Très rapidement Bousquet donne une ampleur unique aux
interceptions postales et téléphoniques. Il obtient de Laval que le SCT soit
directement rattaché au ministère de l’Intérieur alors qu’il était
traditionnellement rattaché au ministère de l’Armée. Il peut alors utiliser
cette activité sans contrainte, s’en servant même pour surveiller commissaires
et policiers qui seraient tentés de trahir. Expert des fichiers, il réussit à
convaincre Laval de créer un nouveau fichier, très sélectif, dans lequel ne
seraient présents que les individus constituant un danger réel pour le
gouvernement français de Vichy. Et de donner un nom à ce fichier, « Fichier
S » comme sûreté de l’état. Chaque personne fichée S voit son courrier et
son téléphone systématiquement contrôlé ; c’est le même fichier S qui est
aujourd’hui utilisé, représentant 20000 suspects dont beaucoup d’islamistes
radicalisés.
Des dégâts difficiles à évaluer.
Combien
d’arrestations, combien de déportations peuvent être imputées aux interceptions
postales et téléphoniques de Vichy ? La réponse est difficile, en lisant
les comptes rendus du SCT par département, on se rend compte que les préfets
mentionnent une cinquantaine d’affaires en cours par mois.
Beaucoup
d’archives de cette activité honteuse ont été détruites mais il en reste
suffisamment pour être persuadé que le Service des Contrôles Techniques,
surtout à partir de 1942, a joué un rôle de premier plan dans la répression de
la Résistance et dans l’arrestation des juifs. Pire encore, les Allemands ont
laissé le régime de Pétain exercer ce contrôle parce qu’ils recevaient
régulièrement le résultat de ces interventions. De la même manière, ils
suivaient les procédures judiciaires, assistaient parfois aux interrogatoires
et n’hésitaient pas à rentrer dans les prisons françaises pour s’emparer de
détenus qu’ils considéraient comme des « ennemis de l’Allemagne ».
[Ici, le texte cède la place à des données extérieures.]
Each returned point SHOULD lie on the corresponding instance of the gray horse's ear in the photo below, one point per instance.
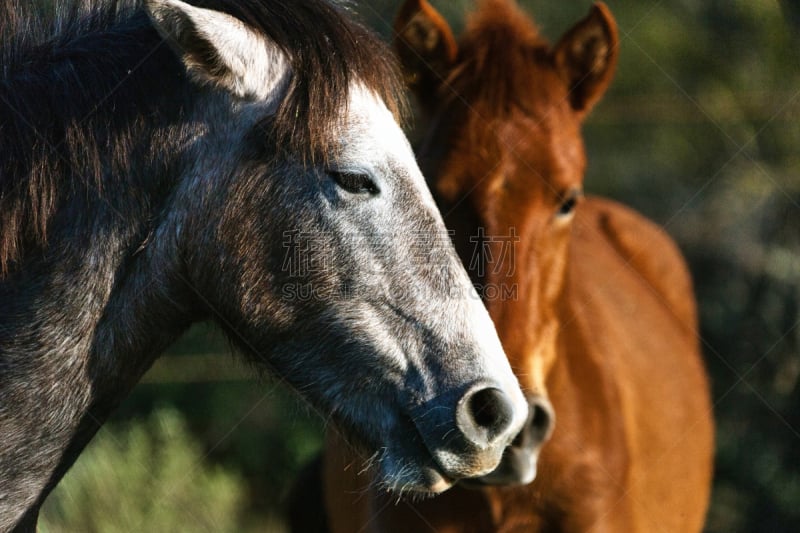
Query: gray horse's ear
(586, 57)
(221, 50)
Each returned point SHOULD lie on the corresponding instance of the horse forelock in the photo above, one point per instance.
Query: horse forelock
(496, 51)
(44, 143)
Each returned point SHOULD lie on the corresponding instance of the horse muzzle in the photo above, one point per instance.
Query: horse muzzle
(467, 431)
(519, 462)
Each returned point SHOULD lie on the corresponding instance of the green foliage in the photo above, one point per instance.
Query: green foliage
(145, 476)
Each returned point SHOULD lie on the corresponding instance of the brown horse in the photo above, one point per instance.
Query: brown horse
(593, 303)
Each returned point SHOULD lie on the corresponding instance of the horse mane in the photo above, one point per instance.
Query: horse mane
(63, 100)
(493, 65)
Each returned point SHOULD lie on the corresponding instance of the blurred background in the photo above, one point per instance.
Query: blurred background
(700, 132)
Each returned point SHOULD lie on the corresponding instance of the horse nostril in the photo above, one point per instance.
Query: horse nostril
(541, 419)
(484, 414)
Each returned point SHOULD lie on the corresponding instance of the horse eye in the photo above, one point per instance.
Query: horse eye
(354, 182)
(569, 202)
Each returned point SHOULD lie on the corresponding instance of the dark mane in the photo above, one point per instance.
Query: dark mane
(493, 63)
(81, 81)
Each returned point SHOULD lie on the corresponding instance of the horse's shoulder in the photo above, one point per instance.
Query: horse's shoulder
(645, 249)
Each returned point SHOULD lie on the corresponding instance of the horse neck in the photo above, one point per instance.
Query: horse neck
(527, 315)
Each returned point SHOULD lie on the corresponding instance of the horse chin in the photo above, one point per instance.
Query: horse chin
(518, 467)
(415, 483)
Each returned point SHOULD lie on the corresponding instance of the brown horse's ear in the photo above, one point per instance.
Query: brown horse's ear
(586, 57)
(425, 46)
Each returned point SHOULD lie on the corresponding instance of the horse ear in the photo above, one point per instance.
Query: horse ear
(586, 57)
(221, 50)
(425, 46)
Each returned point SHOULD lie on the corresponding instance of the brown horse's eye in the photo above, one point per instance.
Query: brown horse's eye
(569, 202)
(355, 182)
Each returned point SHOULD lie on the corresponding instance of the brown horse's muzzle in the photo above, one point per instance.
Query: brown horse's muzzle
(518, 465)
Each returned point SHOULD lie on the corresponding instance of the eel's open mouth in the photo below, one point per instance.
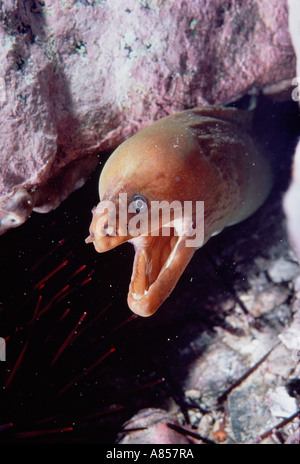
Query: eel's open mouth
(158, 264)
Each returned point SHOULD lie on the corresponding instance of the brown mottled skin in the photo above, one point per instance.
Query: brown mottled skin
(205, 154)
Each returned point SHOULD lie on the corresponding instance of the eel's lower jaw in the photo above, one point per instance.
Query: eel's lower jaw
(146, 294)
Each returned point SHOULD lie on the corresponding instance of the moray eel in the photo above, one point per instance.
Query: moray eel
(206, 154)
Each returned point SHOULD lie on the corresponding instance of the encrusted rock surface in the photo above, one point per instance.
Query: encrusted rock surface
(79, 77)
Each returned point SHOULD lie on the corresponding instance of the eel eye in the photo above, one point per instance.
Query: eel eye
(139, 203)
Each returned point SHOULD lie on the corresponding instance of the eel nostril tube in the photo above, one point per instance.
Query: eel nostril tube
(90, 238)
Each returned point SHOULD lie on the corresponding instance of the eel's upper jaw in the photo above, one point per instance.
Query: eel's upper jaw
(156, 270)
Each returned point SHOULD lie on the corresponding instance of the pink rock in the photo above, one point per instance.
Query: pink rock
(292, 197)
(79, 77)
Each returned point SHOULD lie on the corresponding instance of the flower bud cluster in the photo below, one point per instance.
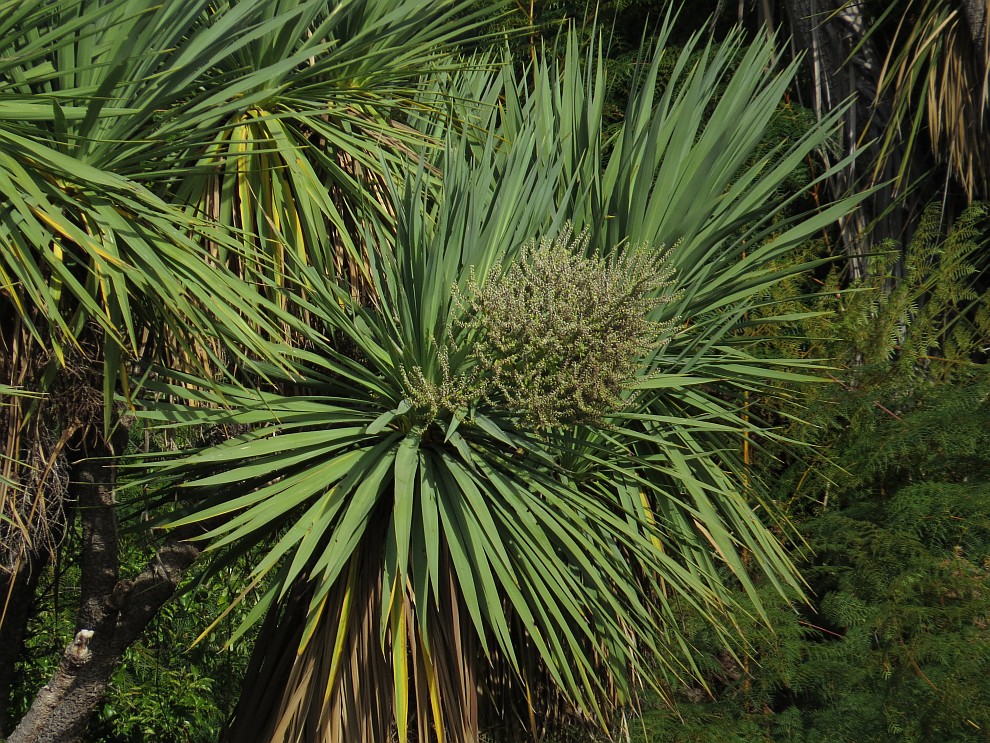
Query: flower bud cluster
(557, 336)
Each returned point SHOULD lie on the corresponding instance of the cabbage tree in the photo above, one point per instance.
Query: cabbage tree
(497, 482)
Une fin qui n’en est pas une.
A la
Libération, les autorités ont emprisonné trois dirigeants du SCT
particulièrement compromis avec Laval. Le reste du personnel a continué son
travail pour le nouveau gouvernement qui lui a donné l’ordre de s’intéresser à
une « cinquième colonne nazie » et aux communistes. De nombreuses
nouvelles embauches ont été faites. Les dirigeants collaborateurs n’ont pas été
inculpés et ont retrouvé la liberté car la tenue d’un procès aurait eu pour
conséquence la levée du secret sur une activité que la France libre considérait
comme essentielle pour garantir l’ordre républicain.
En 1946, les
restrictions budgétaires entrainèrent des licenciements massifs dans cette
activité qui avait perdu une grande partie de sa raison d’être. Il faudra
attendre la guerre d’Algérie et la volonté de de Gaulle de surveiller au plus
près l’activité des partisans de l’Algérie française et celle du FLN pour que
Debré installe le nom de Groupement interministériel de Contrôle, une activité
d’écoutes téléphoniques conséquente.
Le GIC se retrouvera
au cœur de plusieurs scandales de la Ve République et sera instrumentalisé par
François Mitterand pour écouter des centaines de personnalités.